One of the challenges to accelerating access to energy is infrastructure – limited grid coverage in rural areas – and the costs of grid connection for rural electrification. A single power plant should represent no more than 10 per cent of the total installed grid capacity. In areas lacking sufficient lines of transmission and grid capacity, SMRs can be installed into an existing grid or remotely off-grid, as a function of its smaller electrical output, providing low-carbon power for industry and the population. This is particularly relevant for microreactors, which are a subset of SMRs designed to generate electrical power typically up to 10 MW(e). Microreactors have smaller footprints than other SMRs and will be better suited for regions inaccessible to clean, reliable and affordable energy. Furthermore, microreactors could serve as a backup power supply in emergency situations or replace power generators that are often fuelled by diesel, for example, in rural communities or remote businesses.

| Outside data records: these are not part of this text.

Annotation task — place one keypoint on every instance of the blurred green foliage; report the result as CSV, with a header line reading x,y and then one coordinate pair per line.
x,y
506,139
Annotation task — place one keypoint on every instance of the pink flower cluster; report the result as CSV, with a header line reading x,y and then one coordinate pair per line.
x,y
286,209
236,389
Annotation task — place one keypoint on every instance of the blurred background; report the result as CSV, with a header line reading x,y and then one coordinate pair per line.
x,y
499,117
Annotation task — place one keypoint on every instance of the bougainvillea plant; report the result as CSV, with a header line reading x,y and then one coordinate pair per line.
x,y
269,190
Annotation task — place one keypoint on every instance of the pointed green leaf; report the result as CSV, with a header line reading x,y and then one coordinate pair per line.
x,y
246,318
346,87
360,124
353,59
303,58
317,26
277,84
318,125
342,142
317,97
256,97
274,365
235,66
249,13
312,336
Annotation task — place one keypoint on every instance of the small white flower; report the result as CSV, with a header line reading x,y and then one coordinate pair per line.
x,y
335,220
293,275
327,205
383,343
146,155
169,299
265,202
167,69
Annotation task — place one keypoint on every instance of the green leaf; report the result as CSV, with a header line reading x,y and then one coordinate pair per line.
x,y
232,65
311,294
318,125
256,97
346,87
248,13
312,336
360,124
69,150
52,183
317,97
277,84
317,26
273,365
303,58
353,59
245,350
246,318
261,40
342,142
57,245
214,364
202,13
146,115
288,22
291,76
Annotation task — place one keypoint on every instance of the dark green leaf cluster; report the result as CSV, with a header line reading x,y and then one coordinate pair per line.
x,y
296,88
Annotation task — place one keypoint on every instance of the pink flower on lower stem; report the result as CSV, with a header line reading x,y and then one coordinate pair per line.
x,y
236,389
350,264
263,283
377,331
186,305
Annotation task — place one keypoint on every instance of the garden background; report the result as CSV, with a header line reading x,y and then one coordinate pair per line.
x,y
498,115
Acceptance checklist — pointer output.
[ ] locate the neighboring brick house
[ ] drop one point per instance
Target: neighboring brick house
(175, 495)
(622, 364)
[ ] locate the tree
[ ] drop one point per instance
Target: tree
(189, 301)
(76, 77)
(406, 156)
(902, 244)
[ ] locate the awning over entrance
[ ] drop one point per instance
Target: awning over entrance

In comparison to existing reactors, proposed SMR designs are generally simpler, and the safety concept for SMRs often relies more on passive systems and inherent safety characteristics of the reactor, such as low power and operating pressure. This means that in such cases no human intervention or external power or force is required to shut down systems, because passive systems rely on physical phenomena, such as natural circulation, convection, gravity and self-pressurization. These increased safety margins, in some cases, eliminate or significantly lower the potential for unsafe releases of radioactivity to the environment and the public in case of an accident.
SMRs have reduced fuel requirements. Power plants based on SMRs may require less frequent refuelling, every 3 to 7 years, in comparison to between 1 and 2 years for conventional plants. Some SMRs are designed to operate for up to 30 years without refuelling.
Conclusion
In conclusion, tackling climate change in India requires a strategic focus on transforming our electricity sector. By prioritizing the generation and distribution of renewable energy, improving grid efficiency, and implementing innovative policy solutions like Direct Benefit Transfer and carbon taxes, we can make significant strides. The challenges are substantial, but with concerted effort and investment in technologies such as Small Modular Reactors, India has the potential to lead in sustainable energy practices. It’s imperative that we reallocate resources wisely to ensure a greener and more resilient future for all.